WATS Line 54 - ingve
http://blog.cleancoder.com/uncle-bob/2015/10/05/WattsLine54.html
======
yaur
This works well when your users are technical. On a IPTV project I worked on
the support process for our customers' network engineers was to call my
cellphone. On a CCTV project where some users barley knew how to use a
computer and one (not uncommon) problem was that user stopped paying the bill
it didn't make sense to spend development time on 99% of support calls.

IMO the trend towards insulating developers is more of a reflection on how
"mass market" technology is now compared to in decades passed than anything
else.

------
Zikes
> There are whole groups of people who serve to insulate developers from the
> real world. Customer Service. Q/A. Devops. You name it. And why do these
> groups exist? They exist because each of these are areas where software
> developers have failed so badly at that companies have had to defend
> themselves by creating whole new departments and management structures.

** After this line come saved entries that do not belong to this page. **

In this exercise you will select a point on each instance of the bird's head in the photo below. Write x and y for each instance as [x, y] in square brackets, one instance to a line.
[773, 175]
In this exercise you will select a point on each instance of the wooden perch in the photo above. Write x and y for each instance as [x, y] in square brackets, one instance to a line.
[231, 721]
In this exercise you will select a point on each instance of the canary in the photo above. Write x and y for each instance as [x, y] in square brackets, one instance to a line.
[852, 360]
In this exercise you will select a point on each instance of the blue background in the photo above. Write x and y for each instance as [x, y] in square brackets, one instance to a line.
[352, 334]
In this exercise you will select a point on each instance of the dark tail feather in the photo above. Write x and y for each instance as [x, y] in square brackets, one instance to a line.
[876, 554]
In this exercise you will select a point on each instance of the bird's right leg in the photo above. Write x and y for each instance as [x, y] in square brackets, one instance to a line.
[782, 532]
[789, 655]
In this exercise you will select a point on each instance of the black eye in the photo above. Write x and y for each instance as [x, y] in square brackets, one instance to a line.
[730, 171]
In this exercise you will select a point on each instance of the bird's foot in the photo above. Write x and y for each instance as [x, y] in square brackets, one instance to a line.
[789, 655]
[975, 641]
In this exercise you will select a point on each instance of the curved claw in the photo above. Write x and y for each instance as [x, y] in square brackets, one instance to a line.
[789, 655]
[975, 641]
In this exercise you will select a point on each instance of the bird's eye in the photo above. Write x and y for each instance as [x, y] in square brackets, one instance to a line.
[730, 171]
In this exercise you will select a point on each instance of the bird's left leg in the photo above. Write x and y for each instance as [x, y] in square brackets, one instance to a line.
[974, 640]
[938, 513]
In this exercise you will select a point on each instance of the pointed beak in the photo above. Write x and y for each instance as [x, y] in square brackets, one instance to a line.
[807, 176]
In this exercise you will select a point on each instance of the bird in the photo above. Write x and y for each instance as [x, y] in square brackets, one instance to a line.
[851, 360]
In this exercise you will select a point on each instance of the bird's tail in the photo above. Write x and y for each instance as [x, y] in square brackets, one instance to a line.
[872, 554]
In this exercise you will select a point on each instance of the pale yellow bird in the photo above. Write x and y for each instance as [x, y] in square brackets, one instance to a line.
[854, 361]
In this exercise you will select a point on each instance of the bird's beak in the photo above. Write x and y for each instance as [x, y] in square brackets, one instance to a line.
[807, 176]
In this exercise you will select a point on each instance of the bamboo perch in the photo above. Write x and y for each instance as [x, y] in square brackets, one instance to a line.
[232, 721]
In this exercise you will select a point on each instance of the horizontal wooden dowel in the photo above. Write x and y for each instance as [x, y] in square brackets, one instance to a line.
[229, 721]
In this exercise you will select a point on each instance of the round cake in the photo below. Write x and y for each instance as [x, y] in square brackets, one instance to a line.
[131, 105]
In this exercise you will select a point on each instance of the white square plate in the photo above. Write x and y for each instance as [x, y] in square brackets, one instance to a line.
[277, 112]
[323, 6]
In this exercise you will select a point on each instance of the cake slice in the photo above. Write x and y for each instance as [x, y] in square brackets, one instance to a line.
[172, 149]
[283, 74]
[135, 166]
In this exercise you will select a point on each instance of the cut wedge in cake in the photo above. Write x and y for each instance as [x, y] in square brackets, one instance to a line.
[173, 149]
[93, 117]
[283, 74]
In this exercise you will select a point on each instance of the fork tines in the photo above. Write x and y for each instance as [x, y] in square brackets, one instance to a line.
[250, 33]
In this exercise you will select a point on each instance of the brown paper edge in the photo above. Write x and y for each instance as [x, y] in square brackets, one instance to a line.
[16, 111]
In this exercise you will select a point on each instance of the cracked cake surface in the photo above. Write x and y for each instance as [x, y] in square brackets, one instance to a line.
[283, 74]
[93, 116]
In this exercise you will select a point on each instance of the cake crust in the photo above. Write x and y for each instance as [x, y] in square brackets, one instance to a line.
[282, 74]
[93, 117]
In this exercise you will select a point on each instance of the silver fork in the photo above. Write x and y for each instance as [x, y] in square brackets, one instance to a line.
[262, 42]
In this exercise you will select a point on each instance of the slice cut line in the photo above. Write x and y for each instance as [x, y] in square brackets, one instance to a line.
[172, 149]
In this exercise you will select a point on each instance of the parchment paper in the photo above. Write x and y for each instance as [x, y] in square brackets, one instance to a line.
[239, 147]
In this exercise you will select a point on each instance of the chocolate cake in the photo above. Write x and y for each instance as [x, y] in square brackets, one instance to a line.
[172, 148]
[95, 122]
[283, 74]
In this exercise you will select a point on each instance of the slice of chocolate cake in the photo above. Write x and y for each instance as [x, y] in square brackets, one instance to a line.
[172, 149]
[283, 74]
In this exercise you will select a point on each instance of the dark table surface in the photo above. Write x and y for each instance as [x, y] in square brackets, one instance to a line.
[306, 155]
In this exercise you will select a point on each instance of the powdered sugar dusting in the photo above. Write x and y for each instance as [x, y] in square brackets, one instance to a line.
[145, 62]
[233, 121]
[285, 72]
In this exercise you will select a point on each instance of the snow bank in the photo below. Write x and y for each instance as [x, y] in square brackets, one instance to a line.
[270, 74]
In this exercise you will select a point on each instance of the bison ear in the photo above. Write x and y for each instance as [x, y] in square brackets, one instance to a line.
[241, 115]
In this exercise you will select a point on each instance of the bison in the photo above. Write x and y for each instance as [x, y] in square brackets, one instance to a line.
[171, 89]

What do you suppose would happen if there were an 800 number that every
Microsoft customer could call to get a direct line to their Windows or Office
dev teams.

------
draw_down
This is good. But you can't really think about issues of responsibility and
ownership without looking at the structure of the organization itself, and the
market it exists in. The world does not begin and end with the engineering
staff and their personal levels of responsibility.